Unknown disk usage of /var/lib/scylla

When we spin up a fresh EC2 using scylla AMI, the disk usage for /var/lib/scylla 12GB, with no data at all on that node.

On a node with approx 3TB data the /var/lib/scylla usage is ~3.2TB(~200GB).

scyllaadm@ip-127.0.0.1:~$ df -h
Filesystem Size Used Avail Use% Mounted on
/dev/nvme1n1 6.9T 3.2T 3.8T 46% /var/lib/scylla

scyllaadm@ip-127.0.0.1:/var/lib/scylla$ du -sh *
87G commitlog
0 coredump
2.9T data
0 hints
1.0K logs
0 saved_caches
0 view_hints

What’s causing this extra disk space on the Scylla AWS AMI?

There are no snapshots, the data size from nodetool status and du -sh /var/lib/scylla does not match. This behaviour is observed on the multiple nodes or even on the multiple clusters.
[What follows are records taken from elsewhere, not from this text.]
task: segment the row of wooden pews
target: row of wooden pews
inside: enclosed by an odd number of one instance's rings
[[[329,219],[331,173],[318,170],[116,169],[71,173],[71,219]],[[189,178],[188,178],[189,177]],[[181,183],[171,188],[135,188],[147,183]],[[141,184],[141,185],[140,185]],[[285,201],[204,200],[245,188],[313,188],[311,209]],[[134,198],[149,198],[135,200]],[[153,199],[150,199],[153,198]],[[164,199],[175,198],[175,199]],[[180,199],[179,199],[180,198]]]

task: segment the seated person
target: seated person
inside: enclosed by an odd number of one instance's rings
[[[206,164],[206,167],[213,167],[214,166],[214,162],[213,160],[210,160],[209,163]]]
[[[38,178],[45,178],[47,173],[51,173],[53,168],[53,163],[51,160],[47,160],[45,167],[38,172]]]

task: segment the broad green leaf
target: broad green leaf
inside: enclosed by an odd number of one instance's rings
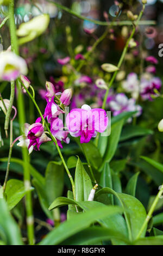
[[[108,187],[102,188],[98,191],[96,196],[103,193],[111,193],[120,200],[121,205],[124,207],[129,237],[134,240],[138,235],[147,215],[143,205],[139,200],[131,196],[122,193],[116,193],[113,190]],[[145,232],[145,230],[143,233]],[[142,236],[144,234],[142,234]]]
[[[132,117],[134,114],[136,114],[136,113],[137,111],[124,112],[117,115],[112,117],[111,120],[111,125],[114,125],[116,123],[118,123],[119,121],[121,121],[122,120],[124,120],[124,121],[125,121],[128,118]]]
[[[29,190],[33,190],[30,187]],[[5,192],[9,210],[14,208],[27,193],[23,181],[14,179],[7,182]]]
[[[78,160],[75,172],[74,188],[77,201],[87,200],[92,188],[91,179],[79,158]]]
[[[36,179],[32,180],[32,184],[35,187],[39,197],[41,208],[48,218],[53,219],[52,212],[48,210],[49,204],[47,198],[44,186],[41,186],[39,181]]]
[[[125,244],[130,243],[121,233],[99,227],[87,228],[64,241],[62,243],[65,245],[87,245],[112,239],[118,239]]]
[[[123,127],[120,141],[123,141],[135,137],[146,136],[153,133],[153,131],[141,126],[128,125]]]
[[[96,208],[84,213],[80,213],[73,218],[61,223],[58,227],[51,231],[39,243],[40,245],[58,245],[65,239],[87,228],[97,219],[122,213],[119,206],[105,206]]]
[[[68,199],[73,199],[73,196],[72,191],[70,190],[67,192],[67,198]],[[77,210],[76,206],[73,204],[68,204],[68,211],[67,211],[67,220],[70,220],[71,218],[73,218],[74,215],[77,215]]]
[[[158,162],[153,160],[147,156],[141,156],[141,158],[146,161],[148,163],[150,163],[150,164],[154,166],[154,167],[155,167],[158,170],[160,170],[163,173],[163,164],[161,163],[158,163]]]
[[[110,163],[110,166],[115,173],[118,173],[124,170],[126,167],[126,159],[112,161]]]
[[[135,196],[136,187],[139,173],[139,172],[135,173],[128,181],[126,188],[126,194],[130,194],[133,197]]]
[[[128,164],[132,166],[137,166],[141,170],[143,170],[147,175],[149,175],[153,180],[155,183],[160,186],[163,183],[163,174],[158,170],[156,168],[146,162],[144,160],[140,160],[135,162],[129,161]]]
[[[114,156],[119,142],[124,120],[121,120],[111,126],[111,134],[108,138],[108,144],[104,156],[104,162],[110,162]]]
[[[99,184],[102,187],[110,187],[110,188],[112,188],[111,172],[110,169],[109,163],[106,163],[103,167],[103,169],[101,173],[101,175],[100,177]],[[104,196],[105,197],[106,197],[106,196],[108,197],[109,200],[107,204],[114,204],[112,194],[103,194],[101,196],[101,197]],[[102,200],[102,198],[101,199],[100,202],[102,203],[103,201]],[[105,198],[104,198],[103,199],[105,201]],[[99,200],[99,199],[98,200]]]
[[[159,192],[159,190],[158,190],[158,192]],[[148,202],[148,207],[147,207],[147,211],[149,211],[151,207],[152,206],[152,205],[154,199],[155,199],[155,198],[156,198],[156,196],[151,196],[150,197],[149,200]],[[163,206],[163,200],[162,200],[162,198],[160,198],[156,205],[155,205],[154,212],[158,210],[160,210],[162,208],[162,206]]]
[[[0,161],[1,162],[7,162],[8,160],[8,157],[1,158]],[[19,164],[21,164],[22,166],[23,166],[23,161],[21,159],[17,158],[11,157],[11,162],[13,163],[17,163]],[[30,169],[30,173],[32,176],[33,178],[36,179],[40,184],[43,184],[45,183],[45,180],[43,177],[42,176],[40,173],[39,173],[31,164],[29,164],[29,168]]]
[[[64,169],[62,162],[49,162],[45,172],[45,190],[51,204],[62,195],[64,185]]]
[[[163,212],[157,214],[153,217],[153,225],[157,226],[163,223]]]
[[[163,235],[163,231],[160,230],[159,229],[153,228],[152,231],[153,233],[153,235],[156,236],[157,235]],[[151,233],[150,233],[151,234]]]
[[[134,245],[163,245],[163,235],[141,238],[135,241]]]
[[[10,215],[5,200],[0,199],[0,239],[7,245],[22,245],[22,239],[20,230]],[[4,238],[2,236],[3,231]]]

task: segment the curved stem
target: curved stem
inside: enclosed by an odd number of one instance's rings
[[[59,3],[54,3],[54,2],[50,1],[50,0],[46,0],[47,2],[51,3],[52,4],[54,4],[58,8],[61,9],[64,11],[70,14],[72,14],[72,15],[77,17],[78,18],[80,19],[80,20],[86,20],[88,21],[90,21],[91,22],[93,22],[95,24],[97,24],[97,25],[101,26],[130,26],[132,25],[132,22],[130,21],[111,21],[111,22],[106,22],[106,21],[101,21],[97,20],[93,20],[92,19],[87,18],[85,16],[80,15],[79,14],[77,14],[77,13],[70,10],[70,9],[67,8],[65,6],[62,5],[61,4],[59,4]],[[139,25],[154,25],[156,24],[156,22],[155,21],[139,21]]]
[[[10,0],[9,5],[9,17],[10,17],[10,31],[11,35],[11,50],[16,54],[18,55],[18,46],[17,36],[16,34],[16,26],[14,19],[14,0]],[[20,127],[20,132],[24,136],[24,132],[21,130],[23,129],[25,120],[25,111],[24,106],[24,100],[21,90],[21,86],[18,81],[16,80],[16,86],[18,89],[17,106],[18,110],[18,121]],[[22,158],[23,161],[24,169],[24,184],[25,189],[27,191],[26,195],[26,208],[27,212],[27,235],[29,243],[33,245],[34,243],[34,218],[33,215],[32,194],[30,191],[30,175],[28,168],[29,156],[27,149],[22,148]]]
[[[13,121],[12,120],[10,120],[10,149],[9,149],[9,157],[8,160],[8,164],[7,164],[7,168],[6,170],[6,174],[5,176],[5,179],[4,181],[4,184],[3,185],[3,192],[5,191],[7,182],[8,179],[9,173],[9,169],[10,169],[10,161],[12,155],[12,124]]]
[[[155,207],[157,205],[157,203],[158,203],[159,199],[160,198],[160,196],[162,194],[162,192],[163,192],[163,184],[161,186],[161,188],[160,189],[160,190],[158,192],[158,193],[156,195],[154,200],[153,201],[153,203],[152,205],[151,205],[151,207],[150,210],[148,212],[148,214],[147,215],[146,220],[145,220],[145,221],[144,221],[144,222],[142,224],[142,227],[141,227],[141,228],[137,237],[136,237],[136,239],[139,239],[140,238],[140,237],[142,235],[142,233],[145,230],[145,228],[146,228],[149,220],[151,219],[151,218],[152,216],[153,212],[154,211],[154,209],[155,209]]]
[[[118,65],[117,65],[117,67],[118,68],[118,69],[120,69],[120,68],[121,68],[121,66],[122,64],[122,62],[124,60],[124,57],[125,57],[125,55],[127,53],[127,50],[128,50],[128,46],[129,46],[129,42],[130,41],[130,40],[131,39],[131,38],[133,38],[134,34],[135,34],[135,30],[136,30],[136,26],[137,26],[137,25],[139,24],[139,22],[140,21],[140,20],[141,19],[141,17],[142,17],[142,15],[143,13],[143,11],[144,11],[144,10],[145,10],[145,5],[143,4],[143,8],[142,8],[142,9],[141,10],[141,11],[140,12],[139,15],[139,17],[137,18],[137,21],[136,21],[135,22],[135,24],[134,25],[134,27],[133,28],[133,30],[132,30],[132,32],[131,32],[131,33],[129,36],[129,38],[128,38],[128,40],[126,42],[126,45],[124,46],[124,48],[123,49],[123,51],[122,52],[122,55],[121,55],[121,57],[120,58],[120,59],[118,62]],[[104,109],[105,108],[105,106],[106,106],[106,100],[107,100],[107,97],[108,97],[108,94],[109,94],[109,89],[111,87],[111,86],[112,86],[116,77],[116,75],[117,75],[117,74],[118,72],[118,71],[116,71],[113,75],[112,75],[112,77],[111,79],[111,81],[109,83],[109,86],[108,86],[108,88],[106,91],[106,93],[105,93],[105,96],[104,96],[104,100],[103,100],[103,106],[102,106],[102,108],[103,109]]]
[[[89,51],[89,52],[87,52],[87,53],[85,54],[85,59],[81,61],[80,64],[77,67],[77,71],[78,72],[79,72],[80,70],[80,69],[82,69],[82,68],[83,67],[83,66],[84,66],[84,65],[85,65],[85,64],[86,63],[85,60],[86,60],[89,58],[89,57],[90,57],[91,54],[95,51],[95,50],[96,49],[97,45],[99,45],[99,44],[102,41],[103,41],[103,40],[106,36],[108,32],[109,32],[109,29],[108,29],[108,28],[106,28],[106,29],[105,30],[104,33],[97,40],[97,41],[96,41],[95,44],[92,45],[91,50],[90,51]]]

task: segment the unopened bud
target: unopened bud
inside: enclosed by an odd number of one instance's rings
[[[93,188],[91,190],[87,199],[88,201],[93,201],[95,192],[97,188],[98,188],[98,184],[96,184],[95,186],[94,186]]]
[[[20,75],[20,78],[22,82],[24,84],[24,86],[26,86],[27,89],[28,89],[30,84],[30,81],[27,78],[27,77],[26,76],[24,76],[23,75]],[[24,89],[24,88],[22,88],[22,92],[23,93],[26,93],[26,89]]]
[[[163,132],[163,119],[161,120],[158,124],[158,130],[160,132]]]
[[[60,100],[65,106],[68,106],[70,103],[70,100],[72,96],[72,89],[66,89],[61,94]]]
[[[55,93],[54,86],[53,86],[52,83],[51,83],[51,82],[47,82],[47,81],[46,81],[46,82],[45,86],[47,89],[47,93],[45,96],[47,97],[49,101],[51,101],[52,97],[54,96]]]

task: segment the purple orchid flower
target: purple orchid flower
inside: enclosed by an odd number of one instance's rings
[[[114,116],[124,112],[137,111],[135,116],[139,117],[142,112],[141,107],[135,105],[135,100],[132,98],[128,99],[124,93],[117,94],[115,99],[110,101],[109,105],[111,111],[113,112]]]
[[[58,63],[61,65],[66,65],[66,64],[68,63],[70,60],[70,58],[69,56],[66,57],[63,59],[58,59],[57,61]]]
[[[77,54],[75,57],[75,59],[78,60],[78,59],[84,59],[85,58],[83,54],[81,53]]]
[[[45,109],[43,117],[47,118],[48,123],[51,123],[51,119],[56,118],[59,114],[62,114],[64,111],[60,109],[59,106],[54,102],[54,96],[52,97],[51,101],[46,97],[47,105]]]
[[[66,117],[66,125],[70,135],[73,137],[80,136],[81,143],[87,143],[97,132],[103,132],[108,124],[108,118],[105,110],[93,109],[84,105],[82,108],[72,109]]]
[[[70,100],[72,96],[72,89],[66,89],[61,94],[60,100],[65,106],[68,106],[70,104]]]
[[[152,95],[156,95],[154,89],[160,90],[162,83],[159,77],[153,77],[147,80],[142,78],[140,83],[141,96],[143,100],[152,100]]]
[[[157,64],[158,60],[154,56],[148,56],[146,58],[146,62],[150,62],[152,64]]]
[[[61,141],[64,141],[66,144],[70,143],[70,138],[67,137],[69,131],[64,131],[63,122],[60,118],[52,119],[51,131],[53,136],[57,139],[58,145],[60,148],[62,148]]]

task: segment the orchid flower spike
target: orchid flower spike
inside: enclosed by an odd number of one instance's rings
[[[66,117],[66,125],[73,137],[80,136],[81,143],[87,143],[97,132],[103,132],[108,125],[108,117],[102,108],[93,109],[84,105],[82,108],[72,109]]]
[[[49,99],[49,101],[51,101],[52,98],[55,95],[55,90],[54,86],[51,83],[51,82],[46,82],[46,88],[47,89],[47,93],[45,94],[45,96],[47,97]]]
[[[12,52],[0,53],[0,80],[15,80],[21,75],[26,75],[28,69],[26,61]]]

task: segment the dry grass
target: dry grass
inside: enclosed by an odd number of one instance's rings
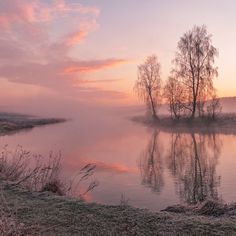
[[[33,155],[18,146],[10,151],[5,146],[0,154],[0,178],[13,185],[21,185],[30,191],[49,191],[57,195],[75,195],[83,181],[93,176],[96,165],[87,164],[71,179],[62,178],[61,154],[52,152],[48,158]],[[98,186],[91,181],[79,197]]]

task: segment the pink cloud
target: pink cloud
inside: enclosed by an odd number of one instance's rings
[[[114,66],[130,63],[129,60],[125,59],[106,59],[100,61],[90,61],[89,63],[75,63],[69,67],[64,68],[63,74],[74,74],[74,73],[91,73],[97,70],[112,68]]]
[[[96,7],[64,0],[0,0],[0,79],[47,87],[85,101],[126,98],[118,91],[86,87],[85,74],[128,60],[82,61],[70,56],[73,47],[96,29],[99,13]]]
[[[80,43],[83,39],[87,37],[87,35],[87,31],[74,32],[67,37],[65,43],[68,46],[73,46],[75,44]]]

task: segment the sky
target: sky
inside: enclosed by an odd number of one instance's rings
[[[219,96],[236,95],[234,0],[0,0],[0,108],[140,104],[137,65],[156,54],[163,81],[184,32],[205,24],[219,50]]]

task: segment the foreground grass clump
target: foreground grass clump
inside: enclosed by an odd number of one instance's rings
[[[15,221],[24,235],[235,235],[236,214],[230,208],[218,217],[157,212],[129,206],[104,206],[46,192],[29,192],[0,182],[7,199],[0,207],[17,209]],[[200,208],[199,208],[200,209]]]

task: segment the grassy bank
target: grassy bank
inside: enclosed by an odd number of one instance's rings
[[[38,118],[33,116],[0,113],[0,135],[14,133],[22,129],[64,122],[65,119]]]
[[[218,217],[183,208],[152,213],[29,192],[4,181],[0,187],[2,215],[15,222],[12,225],[18,231],[14,234],[11,227],[12,235],[236,235],[234,207]]]
[[[236,114],[221,114],[216,119],[195,118],[174,120],[169,116],[160,116],[153,120],[147,116],[132,117],[131,120],[145,124],[147,126],[158,128],[165,132],[194,132],[194,133],[226,133],[236,134]]]

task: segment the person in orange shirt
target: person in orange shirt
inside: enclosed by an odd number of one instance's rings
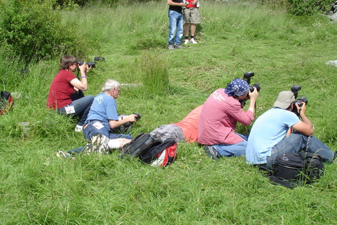
[[[180,122],[160,126],[150,134],[160,136],[162,141],[168,138],[173,138],[177,143],[184,140],[188,143],[197,141],[198,123],[202,107],[203,105],[192,110]]]

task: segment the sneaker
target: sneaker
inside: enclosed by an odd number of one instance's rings
[[[57,152],[56,152],[56,156],[58,158],[60,157],[68,158],[70,156],[70,154],[67,152],[57,151]]]
[[[214,147],[211,145],[207,145],[205,147],[205,152],[209,156],[211,156],[212,159],[218,160],[220,157],[220,154],[219,152]]]
[[[182,45],[180,44],[176,44],[174,46],[174,48],[184,48],[183,46],[182,46]]]
[[[90,139],[90,143],[84,147],[84,152],[87,153],[98,152],[108,154],[108,142],[109,138],[102,134],[95,134]]]
[[[335,156],[332,160],[332,163],[337,163],[337,151],[335,152]]]
[[[76,132],[81,132],[83,131],[83,126],[76,125],[76,127],[75,127],[75,131]]]
[[[174,50],[175,49],[173,44],[168,44],[167,48],[168,48],[168,50]]]
[[[194,39],[194,38],[191,38],[191,40],[190,40],[190,42],[191,42],[191,43],[193,43],[193,44],[198,44],[198,42],[195,42],[195,40]]]

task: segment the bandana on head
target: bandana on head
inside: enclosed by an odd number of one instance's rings
[[[237,78],[233,80],[231,83],[227,83],[227,87],[224,89],[224,93],[229,96],[240,96],[247,93],[249,89],[249,85],[246,81]]]

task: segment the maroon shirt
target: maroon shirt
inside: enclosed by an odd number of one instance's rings
[[[70,71],[64,69],[59,71],[52,80],[49,89],[47,106],[52,109],[62,108],[71,103],[71,95],[74,93],[74,87],[70,80],[76,77]]]

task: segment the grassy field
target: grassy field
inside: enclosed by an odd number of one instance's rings
[[[180,120],[215,89],[253,71],[252,84],[261,86],[256,118],[278,92],[300,84],[315,135],[337,150],[337,67],[325,64],[337,60],[336,24],[249,2],[202,1],[198,44],[175,51],[166,49],[165,1],[64,11],[64,22],[90,40],[82,60],[106,58],[88,73],[86,95],[99,93],[108,78],[168,80],[157,91],[151,82],[123,86],[119,112],[142,114],[135,136]],[[336,164],[326,165],[319,182],[290,190],[270,184],[244,157],[212,161],[196,144],[179,143],[177,160],[164,168],[117,152],[56,158],[58,150],[86,143],[75,121],[46,107],[59,59],[29,64],[29,73],[19,61],[2,61],[1,89],[22,97],[0,120],[1,224],[337,224]]]

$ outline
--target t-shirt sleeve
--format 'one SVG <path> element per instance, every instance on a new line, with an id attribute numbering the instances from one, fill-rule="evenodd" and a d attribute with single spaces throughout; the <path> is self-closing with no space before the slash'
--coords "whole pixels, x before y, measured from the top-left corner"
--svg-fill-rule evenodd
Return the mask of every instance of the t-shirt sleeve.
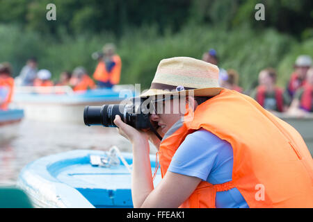
<path id="1" fill-rule="evenodd" d="M 216 168 L 217 156 L 225 146 L 228 148 L 230 144 L 206 130 L 197 130 L 186 137 L 168 170 L 207 180 Z"/>

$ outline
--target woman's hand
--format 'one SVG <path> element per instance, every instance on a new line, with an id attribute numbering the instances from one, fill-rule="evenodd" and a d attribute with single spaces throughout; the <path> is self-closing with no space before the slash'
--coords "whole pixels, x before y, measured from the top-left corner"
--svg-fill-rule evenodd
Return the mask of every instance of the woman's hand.
<path id="1" fill-rule="evenodd" d="M 114 123 L 118 127 L 118 130 L 120 135 L 128 139 L 132 144 L 135 142 L 141 142 L 148 139 L 148 135 L 144 132 L 136 130 L 134 127 L 124 123 L 120 117 L 115 116 Z"/>

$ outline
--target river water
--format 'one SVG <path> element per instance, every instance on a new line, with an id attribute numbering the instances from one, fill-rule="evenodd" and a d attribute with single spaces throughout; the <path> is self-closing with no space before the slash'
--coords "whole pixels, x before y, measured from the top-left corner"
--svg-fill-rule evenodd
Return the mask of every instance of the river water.
<path id="1" fill-rule="evenodd" d="M 51 154 L 75 149 L 106 151 L 113 145 L 131 152 L 130 142 L 114 128 L 24 119 L 15 130 L 14 137 L 0 141 L 1 185 L 15 185 L 24 166 Z"/>

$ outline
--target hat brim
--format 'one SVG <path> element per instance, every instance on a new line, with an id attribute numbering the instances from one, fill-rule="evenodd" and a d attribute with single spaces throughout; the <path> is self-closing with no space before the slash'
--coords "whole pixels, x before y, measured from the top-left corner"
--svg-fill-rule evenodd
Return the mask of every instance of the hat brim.
<path id="1" fill-rule="evenodd" d="M 139 97 L 145 98 L 157 95 L 179 95 L 181 93 L 186 93 L 186 95 L 188 95 L 191 92 L 193 92 L 194 96 L 214 96 L 219 94 L 220 91 L 222 91 L 223 89 L 224 89 L 224 88 L 209 87 L 171 92 L 163 89 L 150 89 L 147 92 L 139 95 Z M 191 94 L 193 94 L 193 92 L 191 92 Z"/>

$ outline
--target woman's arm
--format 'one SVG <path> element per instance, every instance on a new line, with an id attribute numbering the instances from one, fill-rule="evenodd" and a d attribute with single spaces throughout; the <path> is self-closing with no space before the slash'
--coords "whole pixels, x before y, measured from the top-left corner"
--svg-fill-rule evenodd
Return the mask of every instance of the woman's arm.
<path id="1" fill-rule="evenodd" d="M 193 192 L 201 179 L 167 172 L 154 189 L 147 135 L 125 123 L 117 116 L 120 134 L 133 144 L 131 196 L 134 207 L 177 207 Z"/>

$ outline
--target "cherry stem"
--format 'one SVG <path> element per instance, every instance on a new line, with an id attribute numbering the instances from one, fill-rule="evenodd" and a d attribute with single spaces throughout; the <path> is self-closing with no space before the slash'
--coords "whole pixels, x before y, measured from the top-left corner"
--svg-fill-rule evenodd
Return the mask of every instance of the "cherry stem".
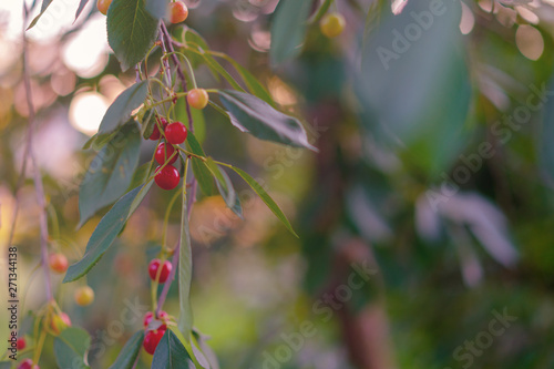
<path id="1" fill-rule="evenodd" d="M 181 68 L 181 63 L 178 62 L 178 57 L 175 54 L 175 49 L 173 49 L 172 38 L 171 38 L 170 32 L 167 31 L 167 28 L 165 27 L 164 22 L 162 22 L 161 30 L 162 30 L 162 33 L 165 38 L 164 43 L 166 44 L 167 50 L 170 50 L 170 52 L 172 53 L 173 63 L 177 68 L 177 76 L 181 80 L 181 85 L 183 86 L 183 92 L 188 92 L 185 74 L 183 73 L 183 69 Z M 164 39 L 164 38 L 162 38 L 162 39 Z M 191 111 L 191 105 L 188 104 L 188 101 L 186 101 L 186 99 L 185 99 L 185 105 L 186 105 L 186 116 L 188 117 L 191 132 L 194 133 L 193 113 Z"/>
<path id="2" fill-rule="evenodd" d="M 183 73 L 183 69 L 181 68 L 181 64 L 178 62 L 178 58 L 175 54 L 175 50 L 173 49 L 172 38 L 170 35 L 170 32 L 167 32 L 167 28 L 165 27 L 164 22 L 162 22 L 160 29 L 164 35 L 162 38 L 163 43 L 165 43 L 165 45 L 167 47 L 170 52 L 172 52 L 173 63 L 175 64 L 175 66 L 177 69 L 177 76 L 181 80 L 183 92 L 187 93 L 188 88 L 186 84 L 186 78 L 185 78 L 185 74 Z M 188 117 L 188 129 L 191 130 L 191 133 L 194 133 L 193 114 L 191 112 L 191 105 L 188 104 L 188 101 L 186 99 L 185 99 L 185 104 L 186 104 L 186 115 Z M 185 182 L 184 186 L 186 186 L 186 177 L 183 181 Z M 187 198 L 187 206 L 188 206 L 187 207 L 187 216 L 188 216 L 188 218 L 191 218 L 191 211 L 193 208 L 194 202 L 196 201 L 197 188 L 198 188 L 198 182 L 196 181 L 196 178 L 194 177 L 194 174 L 193 174 L 191 192 L 189 192 L 189 196 Z M 172 271 L 170 274 L 170 277 L 167 278 L 167 280 L 164 284 L 164 288 L 162 289 L 162 293 L 160 294 L 160 298 L 157 300 L 157 306 L 156 306 L 156 311 L 155 311 L 156 316 L 160 315 L 160 310 L 164 306 L 165 299 L 167 298 L 167 294 L 170 293 L 170 287 L 173 284 L 173 280 L 175 279 L 175 274 L 176 274 L 177 266 L 178 266 L 179 252 L 181 252 L 181 240 L 175 246 L 175 250 L 174 250 L 173 259 L 172 259 L 173 268 L 172 268 Z"/>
When a new node is added to an existing cluster, it will start receiving data from other nodes right away, as part of its bootstrap. Even if the node is started up all alone, there are many internal tables created, although 12GB for these is too much.

As for the other case, the difference seems to mainly come from commitlog. This contains data that is currently held up in memtables. This will be removed once those memtables are flushed.

The node 1 I’ve mentioned is the single node cluster, is not part of any existing nodes.

For the other case I’ve shown, even if you add commitlog size, there is still gap of 200GB.